# Two bullterriers



## paddyjulie (May 9, 2009)

Hi just new to this forum so i thought i would post a few pictures of my two bullies Mavis and Ozzy


























thanks for looking

juliex


----------



## Guest (May 19, 2009)

aww great pictures and lovely looking dogs thanks for sharing :thumbup1:


----------



## LadyRedLainey (Apr 7, 2009)

Lovely looking dogs! welcome to


----------



## Broxi_jim (Mar 30, 2009)

Nice looking dogs.

I love them, but the OH doesn't so she said no to getting one....lol


----------



## noushka05 (Mar 28, 2008)

Great looking dogs!!! love the last pic of them playing


----------



## hobo99 (Aug 18, 2008)

Brill photos, just love your dogs .


----------



## charlie9009 (Nov 24, 2008)

They are gorgeous. I love bull terriers, but the OH say's a definate no to ever owning one (he doesn't like dogs, was attacked by one when he was little, nothing serious) 
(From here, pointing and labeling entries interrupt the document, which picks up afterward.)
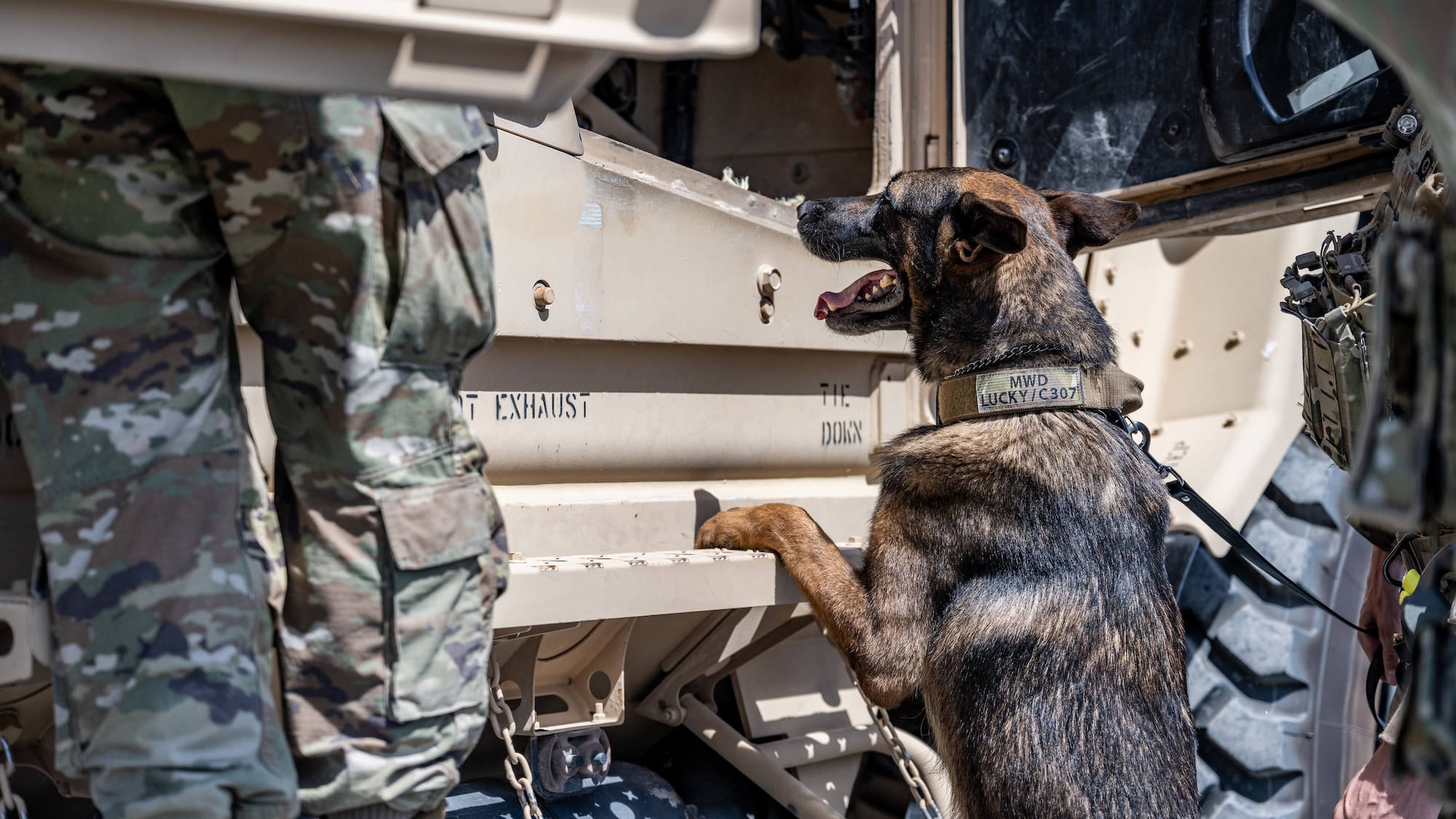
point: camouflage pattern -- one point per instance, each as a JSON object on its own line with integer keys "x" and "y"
{"x": 1413, "y": 475}
{"x": 356, "y": 232}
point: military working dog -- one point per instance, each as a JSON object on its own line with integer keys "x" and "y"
{"x": 1014, "y": 571}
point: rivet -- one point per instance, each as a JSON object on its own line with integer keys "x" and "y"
{"x": 769, "y": 280}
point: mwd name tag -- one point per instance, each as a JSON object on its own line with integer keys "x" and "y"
{"x": 1013, "y": 391}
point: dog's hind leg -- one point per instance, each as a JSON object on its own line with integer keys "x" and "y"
{"x": 880, "y": 615}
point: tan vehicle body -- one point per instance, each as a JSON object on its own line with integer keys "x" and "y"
{"x": 669, "y": 379}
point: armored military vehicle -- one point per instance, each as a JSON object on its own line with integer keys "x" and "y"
{"x": 657, "y": 356}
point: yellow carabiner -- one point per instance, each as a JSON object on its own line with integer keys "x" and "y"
{"x": 1409, "y": 583}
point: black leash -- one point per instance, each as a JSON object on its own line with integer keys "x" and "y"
{"x": 1180, "y": 490}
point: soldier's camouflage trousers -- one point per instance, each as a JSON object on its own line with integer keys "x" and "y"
{"x": 357, "y": 237}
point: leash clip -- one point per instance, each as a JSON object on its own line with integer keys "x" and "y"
{"x": 1135, "y": 429}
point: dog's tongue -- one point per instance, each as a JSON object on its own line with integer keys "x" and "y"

When I as younger our neighbours owned a white one called Max. It was always getting out of their garden and coming round to ours. I loved it, and when they said they were getting rid of him I really wanted it but my mum said no as we had a 12yr old german shepherd that would've never coped with him 

Hopefully one day I'll convince OH to let me have one, but untll then I'll have to make do with looking at everyone else's!!


----------



## Fleur (Jul 19, 2008)

Lovely dogs. Great last picture of them playing together


----------



## Trevs_mum (Jan 5, 2009)

paddyjulie said:


> Hi just new to this forum so i thought i would post a few pictures of my two bullies Mavis and Ozzy
> 
> 
> 
> ...


Hi,

Recognise the name from SOS, (I Julia on there). Nice to see you here!
Dogs are gorgeous as always 

ju xxx


----------



## Ollie0 (May 19, 2009)

lovely pics :001_wub:


----------



## Tigerneko (Jan 2, 2009)

EBT's are a beautiful breed, i've always had a soft spot for them  especially white and tri colours, there's a bloke with a big tri coloured one near me and it's a stunning dog. Love them, yours are beautiful


----------



## Guest (May 21, 2009)

Beautiful dogs. I love E.B.T's - deff on my "to own list"


----------



## paddyjulie (May 9, 2009)

Aww thanks very much for you lovely kind comments, and a big  hi to Trevs mum(Julia) i thought it was you 

juliex


----------